Au bout de quelques conciliabules, le processus de succession finit par accoucher d’un candidat consensuel entre toutes les tendances du pouvoir. Chadli Bendjeddid est élu Président de la république en 1980. Il aura la lourde charge de sortir le pays de cette crise multiforme qui le caractérise depuis la fin des années 1970. Car, à l’évidence, la stratégie de développement avait échoué et la population était toujours privée de ses libertés. Malgré ce constat, au début des années 1980, dans les cercles du pouvoir, d’aucuns continuaient de croire qu’on pouvait encore colmater les brèches et sortir de la crise sans rien changer au système. Pour relancer la machine économique et assurer la paix sociale, il suffirait, selon eux, de restructurer les grandes entreprises économiques publiques et d’inonder le marché grâce à des programmes anti-pénuries financés par la rente pétrolière. Aussitôt dit, aussitôt fait.

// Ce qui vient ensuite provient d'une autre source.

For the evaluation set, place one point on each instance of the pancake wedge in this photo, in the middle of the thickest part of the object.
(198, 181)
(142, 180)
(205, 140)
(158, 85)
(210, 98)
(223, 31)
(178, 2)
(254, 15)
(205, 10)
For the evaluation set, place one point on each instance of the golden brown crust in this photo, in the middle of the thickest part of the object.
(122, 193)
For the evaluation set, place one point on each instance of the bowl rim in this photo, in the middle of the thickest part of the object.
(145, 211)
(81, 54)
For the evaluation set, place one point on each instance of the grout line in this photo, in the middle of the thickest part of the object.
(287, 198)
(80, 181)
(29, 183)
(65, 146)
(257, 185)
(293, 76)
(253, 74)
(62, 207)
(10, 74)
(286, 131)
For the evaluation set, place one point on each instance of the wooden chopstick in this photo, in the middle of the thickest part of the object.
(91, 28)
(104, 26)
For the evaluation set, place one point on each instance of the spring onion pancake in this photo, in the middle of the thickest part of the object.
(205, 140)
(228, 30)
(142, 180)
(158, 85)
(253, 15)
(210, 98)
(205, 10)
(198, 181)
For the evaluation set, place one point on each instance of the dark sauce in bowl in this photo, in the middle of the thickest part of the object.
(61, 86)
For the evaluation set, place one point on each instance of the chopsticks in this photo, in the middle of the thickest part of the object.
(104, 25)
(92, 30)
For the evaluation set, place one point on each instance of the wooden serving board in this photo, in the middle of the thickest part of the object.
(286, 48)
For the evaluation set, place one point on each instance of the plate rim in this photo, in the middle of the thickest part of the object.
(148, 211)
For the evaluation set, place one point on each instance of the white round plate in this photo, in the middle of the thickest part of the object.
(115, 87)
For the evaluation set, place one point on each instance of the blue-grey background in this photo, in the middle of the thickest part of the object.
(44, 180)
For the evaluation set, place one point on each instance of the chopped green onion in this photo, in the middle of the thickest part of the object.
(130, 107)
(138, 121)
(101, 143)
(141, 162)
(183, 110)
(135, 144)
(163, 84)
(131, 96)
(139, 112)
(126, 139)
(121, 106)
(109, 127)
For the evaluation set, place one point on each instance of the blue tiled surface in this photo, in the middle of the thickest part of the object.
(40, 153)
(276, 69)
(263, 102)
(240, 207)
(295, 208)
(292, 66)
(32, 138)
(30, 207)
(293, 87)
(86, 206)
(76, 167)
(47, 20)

Las, au lieu d’arriver aux résultats escomptés, la contestation se multiplia et se diversifia. Le « Printemps berbère » de 1980, brutalement réprimé11, raviva la question linguistique et identitaire du peuple algérien ; les manifestations contre le Code de la famille de 1984, qui accordait une place outrageuse aux revendications islamistes, en faisant notamment de la femme une mineure à vie, reposèrent la question fondamentale de la place et du rôle de la femme dans la société algérienne ; les cadres gestionnaires, lors des conférences nationales du développement, mirent au jour l’incontournable réforme du système économique et exigèrent davantage d’autonomie pour des entreprises publiques à bout de souffle ; l’activisme jusque-là verbal des islamistes, galvanisé par le succès de la révolution iranienne de 1979, se multiplia dans les mosquées et les premières escarmouches armées se substituèrent au combat politique. La situation devint plus explosive lorsque les prix pétroliers s’effondrèrent en 1986, mettant au jour l’extrême dépendance du pays aux ressources en hydrocarbures et le niveau exorbitant de la dette extérieure du pays. Presqu’en faillite, le pays sombra alors dans toute une série de luttes politiques plus ou moins visibles, particulièrement au sein du pouvoir.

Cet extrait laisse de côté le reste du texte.